Voor het vaststellen van de aard en omvang van buitenlandse rechtspersonen in Nederland is er gebruik gemaakt van de gegevens van de Kamer van Koophandel Nederland (hierna: KvK), de Belastingdienst en het Kadaster. Uit de gegevens van de KvK blijkt dat per 14 maart 2006 er in totaal 6.051 buitenlandse rechtspersonen stonden ingeschreven, exclusief dubbeltellingen. In totaal staan er in Nederland bij de Kamers van Koophandel 1.285.061 rechtspersonen geregistreerd. In mei 2003 stonden er, exclusief nevenvestigingen, 5.144 buitenlandse rechtspersonen ingeschreven. Ten opzichte van mei 2003 betekent dit een stijging met ruim 900 buitenlandse rechtspersonen (een stijging van bijna 20%). Voorts blijkt uit de gegevens van de KvK (maart 2006) dat in totaal circa 64% van de in Nederland ingeschreven buitenlandse vennootschappen afkomstig zijn uit het EU-gebied.

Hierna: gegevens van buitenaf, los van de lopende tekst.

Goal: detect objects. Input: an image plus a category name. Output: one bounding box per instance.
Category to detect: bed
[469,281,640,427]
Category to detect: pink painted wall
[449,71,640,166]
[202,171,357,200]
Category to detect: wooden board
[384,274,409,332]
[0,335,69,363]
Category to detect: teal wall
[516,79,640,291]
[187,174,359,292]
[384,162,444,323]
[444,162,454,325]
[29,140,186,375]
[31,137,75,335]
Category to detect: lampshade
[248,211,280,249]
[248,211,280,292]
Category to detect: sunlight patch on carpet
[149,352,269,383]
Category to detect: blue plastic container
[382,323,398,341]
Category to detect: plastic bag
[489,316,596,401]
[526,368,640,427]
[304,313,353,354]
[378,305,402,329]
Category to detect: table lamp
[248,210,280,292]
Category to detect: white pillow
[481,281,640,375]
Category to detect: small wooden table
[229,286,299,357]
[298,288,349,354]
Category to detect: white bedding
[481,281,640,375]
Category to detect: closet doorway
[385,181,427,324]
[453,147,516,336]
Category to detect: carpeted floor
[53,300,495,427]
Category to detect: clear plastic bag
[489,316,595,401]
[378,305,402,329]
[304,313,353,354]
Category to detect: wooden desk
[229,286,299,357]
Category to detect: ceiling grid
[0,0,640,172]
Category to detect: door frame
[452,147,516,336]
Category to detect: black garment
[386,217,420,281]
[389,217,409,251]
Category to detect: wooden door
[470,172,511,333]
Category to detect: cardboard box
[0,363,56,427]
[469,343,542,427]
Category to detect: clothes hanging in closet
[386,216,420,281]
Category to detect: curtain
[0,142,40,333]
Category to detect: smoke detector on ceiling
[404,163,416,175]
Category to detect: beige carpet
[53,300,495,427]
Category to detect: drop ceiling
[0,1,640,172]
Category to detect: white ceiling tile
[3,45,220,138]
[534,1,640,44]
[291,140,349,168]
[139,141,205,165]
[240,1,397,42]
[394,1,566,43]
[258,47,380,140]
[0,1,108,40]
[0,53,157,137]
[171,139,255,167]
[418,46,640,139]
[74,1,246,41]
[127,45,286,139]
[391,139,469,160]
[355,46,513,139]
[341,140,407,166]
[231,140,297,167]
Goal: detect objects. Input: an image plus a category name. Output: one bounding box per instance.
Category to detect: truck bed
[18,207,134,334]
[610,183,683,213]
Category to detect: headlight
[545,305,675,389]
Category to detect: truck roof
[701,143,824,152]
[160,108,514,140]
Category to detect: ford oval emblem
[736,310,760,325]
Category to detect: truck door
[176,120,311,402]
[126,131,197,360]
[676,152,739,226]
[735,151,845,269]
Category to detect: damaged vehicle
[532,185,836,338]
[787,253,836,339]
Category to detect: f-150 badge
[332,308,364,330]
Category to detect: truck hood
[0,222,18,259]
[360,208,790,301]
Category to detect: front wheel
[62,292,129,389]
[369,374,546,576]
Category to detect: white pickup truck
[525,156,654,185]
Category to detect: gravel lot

Ook kan uit de gegevens worden afgeleid dat Engelse vennootschappen het meeste zijn ingeschreven bij de Kamers van Koophandel (2.590). Andere buitenlandse rechtspersonen die ook veel zijn ingeschreven zijn Antilliaanse en Arubaanse vennootschappen (865), vennootschappen naar het recht van de staat Delaware (391), Duitse vennootschappen (390) en Belgische vennootschappen (401). Wanneer de resultaten van maart 2006 worden vergeleken met mei 2003, dan valt een grote stijging van het aantal Engelse vennootschappen waar te nemen (een stijging van 1.345 in 2003 naar 2.590 in 2006).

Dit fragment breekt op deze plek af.